Éco-Business

Ali Boughaleb : “Il faut s’inscrire dans une stratégie de préservation de son réseau de distribution”

Ali Boughaleb
Vice-président de la FNACAM

En marge de la 5e rencontre des agents et courtiers d’assurance du Maroc, organisée par la Fédération nationale des agents et courtiers d’assurance du Maroc (FNACAM), son vice-président détaille les chantiers cruciaux qui permettront d’assurer la relance du secteur.

La 5e rencontre des agents et courtiers d’assurance du Maroc traitera du thème: «Un nouvel élan pour l’intermédiation après la crise», quelles finalités recherchées par la FNACAM à travers ce dernier ?
La FNACAM a tenu à faire de cette rencontre celle du réamorçage des grandes actions entamées avant la pandémie tout en tirant les enseignements de cette dernière. Dans le même temps, les agents et les courtiers d’assurance sont confrontés à de nombreux défis qu’ils se doivent d’affronter en tant que composante à part entière du secteur des assurances avec les compagnies et le régulateur.

Quel est justement le plan d’action de la fédération pour accompagner les opérateurs dans la relance ?
La FNACAM continuera d’œuvrer pour les intermédiaires d’assurance en poursuivant les travaux initiés avec la FMSAR au travers de 4 commissions paritaires traitant de problématiques majeures : Performance et revenu de l’intermédiaire; Mandat d’étude et de placement; Les encaissements et les échanges d’informations et des données. A cela s’ajoutera un accompagnement nécessaire dans l’inexorable marche vers la digitalisation du secteur des assurances avec ses menaces et ses opportunités pour les intermédiaires. La FNACAM aura également à défendre son point de vue sur plusieurs changements majeurs induits par le projet d’amendement du livre IV du Code des assurances. Enfin, la FNACAM continuera le non-assujettissement des commissions servies aux intermédiaires d’assurance à la TVA, commissions déjà soumises à la taxe sur les assurances.

Quels sont les obstacles auxquels ont été confrontés les intermédiaires d’assurance durant la crise, et comment remonter la pente ?
Les intermédiaires d’assurance ont principalement souffert du contrecoup des difficultés rencontrées par leurs assurés face à la pandémie, notamment pour les activités les plus touchées (tourisme, transport, événementiel, …). Aussi, malgré les difficultés rencontrées par les assurés à payer leurs primes d’assurance, les intermédiaires ont continué d’assurer leur mission de proximité et de conseil pour trouver des solutions face aux différentes situations qui se sont présentées.
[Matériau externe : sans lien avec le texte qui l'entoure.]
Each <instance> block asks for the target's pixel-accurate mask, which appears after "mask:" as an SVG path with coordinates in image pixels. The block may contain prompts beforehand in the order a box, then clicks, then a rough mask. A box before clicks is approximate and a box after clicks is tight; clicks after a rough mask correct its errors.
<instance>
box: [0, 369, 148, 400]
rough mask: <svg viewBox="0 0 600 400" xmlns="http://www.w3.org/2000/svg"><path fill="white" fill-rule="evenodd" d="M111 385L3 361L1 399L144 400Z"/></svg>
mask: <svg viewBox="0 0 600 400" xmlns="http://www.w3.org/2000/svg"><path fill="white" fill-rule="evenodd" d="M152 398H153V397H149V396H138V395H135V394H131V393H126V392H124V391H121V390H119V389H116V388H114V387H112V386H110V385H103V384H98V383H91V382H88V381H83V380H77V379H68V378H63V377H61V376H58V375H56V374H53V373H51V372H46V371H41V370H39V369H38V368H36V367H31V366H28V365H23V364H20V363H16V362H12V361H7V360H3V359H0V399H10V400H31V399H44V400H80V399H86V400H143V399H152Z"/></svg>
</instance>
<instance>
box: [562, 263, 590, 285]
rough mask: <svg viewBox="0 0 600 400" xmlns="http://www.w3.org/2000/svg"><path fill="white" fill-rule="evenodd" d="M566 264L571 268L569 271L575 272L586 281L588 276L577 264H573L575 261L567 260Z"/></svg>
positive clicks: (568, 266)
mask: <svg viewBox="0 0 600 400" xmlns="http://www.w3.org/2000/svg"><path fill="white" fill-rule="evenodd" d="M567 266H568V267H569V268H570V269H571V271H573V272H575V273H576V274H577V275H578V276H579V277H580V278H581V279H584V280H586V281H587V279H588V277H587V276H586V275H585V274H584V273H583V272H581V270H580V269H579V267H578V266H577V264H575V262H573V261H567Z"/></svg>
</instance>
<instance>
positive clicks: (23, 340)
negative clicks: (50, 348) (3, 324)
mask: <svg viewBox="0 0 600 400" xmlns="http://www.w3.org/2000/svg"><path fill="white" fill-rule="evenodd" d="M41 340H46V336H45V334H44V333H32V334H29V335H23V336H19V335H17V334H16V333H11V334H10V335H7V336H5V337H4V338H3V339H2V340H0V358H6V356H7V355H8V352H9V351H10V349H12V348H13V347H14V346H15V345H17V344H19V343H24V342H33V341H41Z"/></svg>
Le réseau de distribution s’avère être important pour le développement du secteur, que préconisez-vous dans ce sens ?
En effet, l’intermédiaire d’assurance est un maillon essentiel dans le développement et l’essor de l’assurance, tant dans la dimension de conseil à l’assuré que dans la dimension de service après-vente (gestion des sinistres). Le secteur gagnerait à s’inscrire dans une stratégie de préservation de son réseau de distribution.

Comment la digitalisation peut être un levier de relance pour les agents et courtiers de l’assurance ?
La digitalisation de l’assurance constitue probablement un levier important de croissance pour les intermédiaires d’assurance dès lors qu’ils y sont associés et préparés pour en saisir les opportunités. Mais il ne faut pas s’y tromper, la digitalisation va surtout ouvrir de nouveaux chantiers pour les assureurs qui oseront faire de l’assurance autrement, initier une conception différente de la relation assuré/assureur.
Pour l’heure, force est de reconnaître que la digitalisation réside plus dans une démarche de dématérialisation des processus de gestion avec une amélioration des services aux assurés.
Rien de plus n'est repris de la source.